Shifting public services to the lowest competent bidder was not a nefarious plot by the 43rd president to reward his corporate cronies. It’s been official policy since the Eisenhower administration. In 1955, the Bureau of the Budget, the precursor to the Office of Management and Budget, issued Bulletin 55-4. The document’s language is unambiguous: “[I]t is the policy of the Government of the United States to rely on commercial sources to supply the products and services the government needs. The Government shall not start or carry on any activity to provide a commercial product or service if the product or service can be procured more economically from a commercial source.”

Not surprisingly, Ike’s directive received scant attention for the next half-century. Republican and Democrat presidents alike, with congressional acquiescence, did not risk combat with federal employees’ political muscle.

To its credit, the Bush White House had the guts to take the policy seriously. In 2002, it concluded, “Nearly half of all federal employees perform tasks that are readily available in the commercial marketplace -- tasks like data collection, administrative support, and payroll services.”

Unlike “privatization,” the word public-employees employ to confuse taxpayers, competitive contracting, or contestability, seeks to obtain the best taxpayer value by procuring the cheapest, most capable service-delivery system -- be it a government agency, business, or nonprofit. (Privatization describes the one-way transfer of an entity or asset out of the public sphere.) Under Bush, contracting roughly doubled, hitting $540 billion in 2008.

As monopolizers of labor, unions aren’t in the competition business. Government unions, long pampered by lock-tight job security, are horrified by the possibility that others might be capable of doing “their” work capably, and at a lower price. Strangling contestability has long been job one for Big Labor’s public-sector contingent.

Which brings us the community-organizer-in-chief. Six weeks after taking office, Obama declared that “the line between inherently governmental activities that should not be outsourced and commercial activities that may be subject to private sector competition has been blurred and inadequately defined.” With congressional approval, he has launched an initiative to “insource” -- i.e., bring back much of the work once bid out to nongovernment employees.

Stan Soloway, of the Professional Services Council, isn’t a fan of the plan. In his assessment, the calculations behind claims that nixing contracting out will cut costs are “fuzzy math at best.” Soloway offers an instructive example: “If an Air Force organization insources a support services contract, it might look like such action generates savings for the organization’s budget. But this tells little about the total costs that are paid out of other budgets to cover expenses such as construction and infrastructure, pay and personnel systems and offices, travel systems, training and development, and cell phones and laptops. Those expenses are essentially invisible and perceived as free to the unit commander.”

Obama wants to gut competitive contracting in Washington, but cash-strapped states aren’t following his lead -- they’re doing the opposite.

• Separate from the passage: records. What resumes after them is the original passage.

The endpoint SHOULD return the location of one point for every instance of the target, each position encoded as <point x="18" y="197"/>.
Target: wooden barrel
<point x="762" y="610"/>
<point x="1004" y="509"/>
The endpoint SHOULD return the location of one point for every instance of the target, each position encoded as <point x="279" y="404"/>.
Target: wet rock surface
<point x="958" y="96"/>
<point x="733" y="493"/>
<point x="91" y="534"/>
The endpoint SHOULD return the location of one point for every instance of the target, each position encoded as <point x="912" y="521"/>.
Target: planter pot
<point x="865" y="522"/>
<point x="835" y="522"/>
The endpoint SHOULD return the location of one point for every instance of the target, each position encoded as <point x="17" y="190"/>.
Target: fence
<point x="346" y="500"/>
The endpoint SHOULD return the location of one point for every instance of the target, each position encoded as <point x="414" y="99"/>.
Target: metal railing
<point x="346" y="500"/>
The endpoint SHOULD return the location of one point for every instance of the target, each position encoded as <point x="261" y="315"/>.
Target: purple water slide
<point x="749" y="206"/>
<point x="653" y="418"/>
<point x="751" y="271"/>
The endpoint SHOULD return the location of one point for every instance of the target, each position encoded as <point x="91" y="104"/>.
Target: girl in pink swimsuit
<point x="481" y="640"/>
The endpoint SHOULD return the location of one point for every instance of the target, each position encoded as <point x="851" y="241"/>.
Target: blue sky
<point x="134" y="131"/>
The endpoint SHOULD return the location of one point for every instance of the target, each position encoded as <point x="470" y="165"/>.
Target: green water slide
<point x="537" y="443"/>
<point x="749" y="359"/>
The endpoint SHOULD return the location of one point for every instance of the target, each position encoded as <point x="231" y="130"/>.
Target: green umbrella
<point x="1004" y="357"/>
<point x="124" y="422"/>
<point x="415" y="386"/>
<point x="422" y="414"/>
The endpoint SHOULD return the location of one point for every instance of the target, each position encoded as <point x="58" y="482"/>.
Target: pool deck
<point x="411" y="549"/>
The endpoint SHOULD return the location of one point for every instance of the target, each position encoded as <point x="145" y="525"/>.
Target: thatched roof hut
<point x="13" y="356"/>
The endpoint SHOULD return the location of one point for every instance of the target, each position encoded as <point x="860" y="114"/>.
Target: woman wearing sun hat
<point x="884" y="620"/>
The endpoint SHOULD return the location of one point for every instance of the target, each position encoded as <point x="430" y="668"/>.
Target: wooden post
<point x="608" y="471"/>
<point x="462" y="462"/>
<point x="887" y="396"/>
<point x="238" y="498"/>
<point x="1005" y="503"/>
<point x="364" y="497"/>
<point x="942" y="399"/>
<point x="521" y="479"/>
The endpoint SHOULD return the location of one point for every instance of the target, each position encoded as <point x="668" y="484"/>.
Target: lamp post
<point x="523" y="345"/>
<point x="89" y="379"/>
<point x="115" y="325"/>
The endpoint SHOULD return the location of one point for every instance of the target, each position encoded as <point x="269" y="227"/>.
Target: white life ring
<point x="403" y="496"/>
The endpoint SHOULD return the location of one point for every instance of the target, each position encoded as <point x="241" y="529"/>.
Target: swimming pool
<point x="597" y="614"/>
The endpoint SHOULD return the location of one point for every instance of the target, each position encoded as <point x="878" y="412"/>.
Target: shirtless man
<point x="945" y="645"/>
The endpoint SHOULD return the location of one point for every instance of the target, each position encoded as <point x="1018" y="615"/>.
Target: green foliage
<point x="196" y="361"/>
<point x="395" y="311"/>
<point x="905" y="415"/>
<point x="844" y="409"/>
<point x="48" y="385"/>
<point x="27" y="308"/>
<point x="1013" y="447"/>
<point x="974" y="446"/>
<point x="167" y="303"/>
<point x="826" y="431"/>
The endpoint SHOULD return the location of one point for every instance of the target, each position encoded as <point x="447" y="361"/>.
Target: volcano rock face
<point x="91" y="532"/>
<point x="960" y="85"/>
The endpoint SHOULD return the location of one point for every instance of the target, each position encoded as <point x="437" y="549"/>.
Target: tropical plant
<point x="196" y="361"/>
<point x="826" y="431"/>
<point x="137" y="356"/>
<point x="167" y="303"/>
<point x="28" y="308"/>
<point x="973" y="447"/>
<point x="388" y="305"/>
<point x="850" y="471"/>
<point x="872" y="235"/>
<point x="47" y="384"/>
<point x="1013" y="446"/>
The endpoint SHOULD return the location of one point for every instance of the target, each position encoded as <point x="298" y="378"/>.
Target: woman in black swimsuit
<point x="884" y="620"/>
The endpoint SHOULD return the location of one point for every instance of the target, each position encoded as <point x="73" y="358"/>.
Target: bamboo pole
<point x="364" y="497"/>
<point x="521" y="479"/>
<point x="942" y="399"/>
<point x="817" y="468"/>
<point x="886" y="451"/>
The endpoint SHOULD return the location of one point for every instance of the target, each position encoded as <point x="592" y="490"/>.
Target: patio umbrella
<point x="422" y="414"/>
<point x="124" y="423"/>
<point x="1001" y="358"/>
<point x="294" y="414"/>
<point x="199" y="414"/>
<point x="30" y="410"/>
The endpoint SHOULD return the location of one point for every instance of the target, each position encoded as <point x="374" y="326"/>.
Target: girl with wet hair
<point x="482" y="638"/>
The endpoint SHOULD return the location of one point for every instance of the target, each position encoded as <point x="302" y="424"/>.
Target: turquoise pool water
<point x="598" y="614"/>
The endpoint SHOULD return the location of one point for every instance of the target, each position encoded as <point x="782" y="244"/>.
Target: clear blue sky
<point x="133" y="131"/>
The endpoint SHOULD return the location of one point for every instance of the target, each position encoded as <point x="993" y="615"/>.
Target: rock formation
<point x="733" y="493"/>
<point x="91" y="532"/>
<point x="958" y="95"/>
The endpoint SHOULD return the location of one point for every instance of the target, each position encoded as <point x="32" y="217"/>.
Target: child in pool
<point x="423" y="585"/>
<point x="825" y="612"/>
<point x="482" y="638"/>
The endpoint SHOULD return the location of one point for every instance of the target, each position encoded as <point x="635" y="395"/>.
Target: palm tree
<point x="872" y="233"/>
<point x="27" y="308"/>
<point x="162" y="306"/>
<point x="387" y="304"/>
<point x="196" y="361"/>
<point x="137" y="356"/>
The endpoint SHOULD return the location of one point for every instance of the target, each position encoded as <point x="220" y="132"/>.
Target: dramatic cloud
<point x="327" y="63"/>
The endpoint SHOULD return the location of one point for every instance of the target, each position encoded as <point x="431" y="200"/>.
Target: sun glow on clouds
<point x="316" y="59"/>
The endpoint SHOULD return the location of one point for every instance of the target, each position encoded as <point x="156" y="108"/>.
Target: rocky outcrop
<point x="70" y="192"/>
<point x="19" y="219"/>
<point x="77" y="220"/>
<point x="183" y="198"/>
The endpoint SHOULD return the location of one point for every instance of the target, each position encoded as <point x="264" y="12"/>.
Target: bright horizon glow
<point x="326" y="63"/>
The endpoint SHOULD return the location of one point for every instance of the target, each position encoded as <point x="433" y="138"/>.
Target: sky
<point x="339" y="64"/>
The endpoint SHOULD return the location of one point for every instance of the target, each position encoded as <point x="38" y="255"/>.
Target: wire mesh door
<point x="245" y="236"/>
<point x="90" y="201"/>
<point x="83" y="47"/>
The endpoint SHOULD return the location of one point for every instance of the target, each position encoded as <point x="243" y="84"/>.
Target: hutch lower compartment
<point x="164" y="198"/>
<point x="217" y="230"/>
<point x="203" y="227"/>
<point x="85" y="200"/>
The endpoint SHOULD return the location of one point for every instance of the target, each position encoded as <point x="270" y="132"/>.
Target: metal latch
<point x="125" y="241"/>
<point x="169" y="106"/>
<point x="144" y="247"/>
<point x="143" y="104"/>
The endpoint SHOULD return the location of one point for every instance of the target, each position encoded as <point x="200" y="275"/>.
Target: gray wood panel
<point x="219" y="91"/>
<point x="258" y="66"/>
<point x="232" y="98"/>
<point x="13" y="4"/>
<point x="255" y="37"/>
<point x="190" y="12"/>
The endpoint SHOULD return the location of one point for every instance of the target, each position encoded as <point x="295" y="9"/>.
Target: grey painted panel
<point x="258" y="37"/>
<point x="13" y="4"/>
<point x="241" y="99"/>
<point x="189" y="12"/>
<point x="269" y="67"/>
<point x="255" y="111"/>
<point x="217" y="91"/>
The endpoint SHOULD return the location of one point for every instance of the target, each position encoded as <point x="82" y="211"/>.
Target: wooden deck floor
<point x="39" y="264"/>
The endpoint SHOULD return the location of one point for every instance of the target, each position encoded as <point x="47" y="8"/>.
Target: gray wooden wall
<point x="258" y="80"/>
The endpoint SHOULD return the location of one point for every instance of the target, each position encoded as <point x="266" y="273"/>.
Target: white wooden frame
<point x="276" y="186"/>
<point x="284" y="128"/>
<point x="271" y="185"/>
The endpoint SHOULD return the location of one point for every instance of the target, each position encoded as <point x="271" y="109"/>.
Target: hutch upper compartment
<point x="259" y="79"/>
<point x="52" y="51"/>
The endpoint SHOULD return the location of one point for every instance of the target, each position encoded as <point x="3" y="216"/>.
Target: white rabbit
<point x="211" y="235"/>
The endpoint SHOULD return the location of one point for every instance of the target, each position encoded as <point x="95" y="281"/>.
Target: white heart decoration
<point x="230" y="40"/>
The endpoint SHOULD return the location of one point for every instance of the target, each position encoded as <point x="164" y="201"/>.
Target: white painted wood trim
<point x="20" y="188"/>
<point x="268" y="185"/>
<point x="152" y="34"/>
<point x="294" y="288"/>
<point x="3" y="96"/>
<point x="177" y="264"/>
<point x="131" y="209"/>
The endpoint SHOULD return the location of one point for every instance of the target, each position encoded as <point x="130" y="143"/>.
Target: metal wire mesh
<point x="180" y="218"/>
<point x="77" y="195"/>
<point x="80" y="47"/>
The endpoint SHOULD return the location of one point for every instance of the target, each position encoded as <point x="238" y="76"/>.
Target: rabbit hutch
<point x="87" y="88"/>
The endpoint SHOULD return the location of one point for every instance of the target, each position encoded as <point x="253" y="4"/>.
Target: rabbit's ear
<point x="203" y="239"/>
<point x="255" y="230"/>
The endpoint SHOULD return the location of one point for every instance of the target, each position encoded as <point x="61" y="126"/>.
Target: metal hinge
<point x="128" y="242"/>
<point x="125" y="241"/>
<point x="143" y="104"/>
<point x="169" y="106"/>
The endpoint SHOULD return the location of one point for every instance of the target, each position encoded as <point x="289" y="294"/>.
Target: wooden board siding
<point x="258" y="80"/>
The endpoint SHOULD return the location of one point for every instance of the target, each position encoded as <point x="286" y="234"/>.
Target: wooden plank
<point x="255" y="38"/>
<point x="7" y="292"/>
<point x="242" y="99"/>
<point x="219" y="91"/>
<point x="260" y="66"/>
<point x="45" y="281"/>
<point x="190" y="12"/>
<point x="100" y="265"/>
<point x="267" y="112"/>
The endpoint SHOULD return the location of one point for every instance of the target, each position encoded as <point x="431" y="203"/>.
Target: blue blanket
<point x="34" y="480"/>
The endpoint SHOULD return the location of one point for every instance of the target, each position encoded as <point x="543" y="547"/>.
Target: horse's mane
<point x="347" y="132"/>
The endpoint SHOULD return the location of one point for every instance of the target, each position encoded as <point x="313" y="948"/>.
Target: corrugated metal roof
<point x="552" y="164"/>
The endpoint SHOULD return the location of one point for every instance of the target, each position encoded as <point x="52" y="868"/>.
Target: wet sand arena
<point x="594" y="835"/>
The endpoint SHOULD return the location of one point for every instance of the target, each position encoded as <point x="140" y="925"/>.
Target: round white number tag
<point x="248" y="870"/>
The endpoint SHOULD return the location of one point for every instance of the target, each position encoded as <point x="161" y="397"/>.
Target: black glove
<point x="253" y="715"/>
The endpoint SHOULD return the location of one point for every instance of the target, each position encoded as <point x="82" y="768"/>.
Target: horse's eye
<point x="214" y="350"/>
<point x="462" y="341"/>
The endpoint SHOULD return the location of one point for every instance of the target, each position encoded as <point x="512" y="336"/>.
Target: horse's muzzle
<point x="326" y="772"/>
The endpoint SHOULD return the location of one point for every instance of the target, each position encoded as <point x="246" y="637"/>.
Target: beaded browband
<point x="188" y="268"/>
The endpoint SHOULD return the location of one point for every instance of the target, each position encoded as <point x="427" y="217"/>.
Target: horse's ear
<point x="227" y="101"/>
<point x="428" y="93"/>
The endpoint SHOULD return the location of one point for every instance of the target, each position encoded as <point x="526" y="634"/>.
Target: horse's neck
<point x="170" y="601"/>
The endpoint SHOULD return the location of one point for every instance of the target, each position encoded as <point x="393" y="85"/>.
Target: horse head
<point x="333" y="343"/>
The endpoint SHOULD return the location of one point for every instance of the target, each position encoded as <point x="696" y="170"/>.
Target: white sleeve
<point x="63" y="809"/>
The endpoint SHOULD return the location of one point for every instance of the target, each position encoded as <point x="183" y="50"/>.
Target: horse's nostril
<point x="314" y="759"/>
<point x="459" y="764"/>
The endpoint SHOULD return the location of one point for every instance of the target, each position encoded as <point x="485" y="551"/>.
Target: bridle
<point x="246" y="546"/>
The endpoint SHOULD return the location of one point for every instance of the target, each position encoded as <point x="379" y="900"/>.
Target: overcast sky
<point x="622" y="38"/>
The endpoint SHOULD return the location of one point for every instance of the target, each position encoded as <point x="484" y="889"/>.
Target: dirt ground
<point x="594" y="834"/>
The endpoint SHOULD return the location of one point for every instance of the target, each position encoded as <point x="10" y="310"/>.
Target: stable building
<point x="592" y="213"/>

Louisiana Governor Bobby Jindal wants to outsource in big (state-employee healthcare) and small (lab work for the Department of Environmental Quality) ways. In March, New Jersey’s governor signed an executive order that created a task force charged with developing “recommendations for a comprehensive approach to converting certain areas of government operations to privately-run operations in an effort to cut the size and cost of state government.” The Garden State’s Cape May County has plans to contract out its revenue-draining Home Health Agency to a newly formed nonprofit. Kansas is seeking alternate management for veterans’ homes in Winfield and Dodge City. Florida is examining how to allow for-profits to oversee Medicaid patients. North Carolina is looking to outsource portions of its mental-health and probation programs.

With strict accountability and complete transparency, competitive contracting is a no-brainer. It provides public-sector administrators the flexibility they need, and reduces the expense of government.

But instead of fixing the glitches that certainly do exist in the federal government’s contestability system, the White House wants to scrap it. Fitting for an administration that thinks more bureaucrats are the answer to every problem.

D. Dowd Muska (www.dowdmuska.com) is a writer, commentator and lecturer. He lives in Connecticut.